UC San Diego

Considerable efforts in research have been dedicated to the advancement of enzyme-based biofuel cells (BFCs) for various applications. BFCs can be used as energy-conversion devices, converting biofuels into electricity. Self-powered biosensors can also be engineered from BFCs. Such self-sustainable BFC-based biosensors and bioelectronics open opportunities for various biomedical applications, ranging from wearable, ingestible, to implantable applications. However, irrespective of purposes, bioelectronics mandates sustainable energy sources. The goal in the research is to expand the spectrum of new BFCs for biomedical technologies. Valuably, BFCs working as self-powered biosensors and energy harvesters simplify overall systems by minimalizing energy-consuming compartments, allowing the miniaturization of biodevices that traditional devices cannot enable. This dissertation describes an example of the first textile-based BFCs as stretchable self-powered sensors that can autonomously extract the electricity from perspiration and use this electricity as an analytical signal to indicate metabolite levels. This successful demonstration of wearable self-powered sensors with real-time wireless communication is expected to step further the progress of energy-harvesting systems and self-sustainable bioelectronics. Moreover, this dissertation will describe the fully edible ethanol BFC, based merely on biocompatible mushroom/plant extracts and food-based materials without any additional external mediators. These edible BFC energy harvesters represent attractive opportunities for modernizing biosensors and bioelectronics for the use in the digestive system.
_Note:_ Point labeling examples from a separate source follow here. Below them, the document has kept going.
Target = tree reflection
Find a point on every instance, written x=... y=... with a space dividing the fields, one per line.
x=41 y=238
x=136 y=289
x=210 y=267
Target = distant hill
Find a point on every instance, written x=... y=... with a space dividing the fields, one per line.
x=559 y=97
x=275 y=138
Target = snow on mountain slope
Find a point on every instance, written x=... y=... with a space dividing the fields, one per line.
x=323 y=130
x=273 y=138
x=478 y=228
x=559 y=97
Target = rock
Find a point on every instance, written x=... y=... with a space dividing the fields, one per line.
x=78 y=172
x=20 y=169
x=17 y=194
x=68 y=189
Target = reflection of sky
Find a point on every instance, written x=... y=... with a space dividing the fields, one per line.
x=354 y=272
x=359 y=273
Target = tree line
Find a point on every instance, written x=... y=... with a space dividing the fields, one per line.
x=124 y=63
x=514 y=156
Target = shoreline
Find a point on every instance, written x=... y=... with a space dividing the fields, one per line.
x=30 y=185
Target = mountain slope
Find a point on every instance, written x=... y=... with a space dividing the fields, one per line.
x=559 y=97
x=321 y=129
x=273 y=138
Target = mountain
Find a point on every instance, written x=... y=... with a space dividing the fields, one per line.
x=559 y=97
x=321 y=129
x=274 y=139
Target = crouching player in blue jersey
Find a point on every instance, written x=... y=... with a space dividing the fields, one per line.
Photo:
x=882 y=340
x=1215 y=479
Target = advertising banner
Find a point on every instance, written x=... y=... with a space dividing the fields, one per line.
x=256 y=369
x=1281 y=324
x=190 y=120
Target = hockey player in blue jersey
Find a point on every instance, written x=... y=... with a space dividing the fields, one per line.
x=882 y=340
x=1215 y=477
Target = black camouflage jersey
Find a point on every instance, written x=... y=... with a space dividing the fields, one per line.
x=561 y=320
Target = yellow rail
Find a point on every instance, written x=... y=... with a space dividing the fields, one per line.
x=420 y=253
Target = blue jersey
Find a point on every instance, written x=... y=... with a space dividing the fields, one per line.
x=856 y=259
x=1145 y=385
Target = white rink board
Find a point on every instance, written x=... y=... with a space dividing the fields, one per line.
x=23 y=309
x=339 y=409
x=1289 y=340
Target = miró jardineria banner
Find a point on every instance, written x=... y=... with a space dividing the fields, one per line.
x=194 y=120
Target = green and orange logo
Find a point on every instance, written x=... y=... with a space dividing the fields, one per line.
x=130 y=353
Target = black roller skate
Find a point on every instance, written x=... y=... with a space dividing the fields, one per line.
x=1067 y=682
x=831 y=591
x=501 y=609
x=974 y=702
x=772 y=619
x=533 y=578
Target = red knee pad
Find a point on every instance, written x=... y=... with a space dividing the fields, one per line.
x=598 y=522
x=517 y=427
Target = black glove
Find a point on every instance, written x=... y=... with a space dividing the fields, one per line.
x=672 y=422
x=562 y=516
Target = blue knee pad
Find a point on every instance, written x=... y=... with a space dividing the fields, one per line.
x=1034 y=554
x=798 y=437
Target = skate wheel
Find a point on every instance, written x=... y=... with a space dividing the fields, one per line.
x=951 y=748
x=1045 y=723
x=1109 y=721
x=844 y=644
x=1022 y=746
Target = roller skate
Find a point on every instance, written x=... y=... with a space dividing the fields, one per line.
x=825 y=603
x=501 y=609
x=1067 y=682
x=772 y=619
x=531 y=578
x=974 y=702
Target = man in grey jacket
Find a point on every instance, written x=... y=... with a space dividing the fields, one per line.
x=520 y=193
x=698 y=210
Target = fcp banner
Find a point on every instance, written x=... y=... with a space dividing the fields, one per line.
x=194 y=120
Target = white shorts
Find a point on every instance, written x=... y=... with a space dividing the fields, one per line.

Furthermore, the grand challenges of BFCs including oxygen dependency will be discussed. For example, this dissertation includes an approach to address the oxygen limitations by developing a nanocomposite of oxygen-rich cathode material to provide the internal oxygen for the BFC cathodic reaction. Therefore, the effect of fluctuating oxygen levels during the operation of BFCs can be mitigated. Understanding challenges and opportunities are significant to transform BFCs to new devices for diverse domains, such as wearable, ingestible, and biomedical technologies.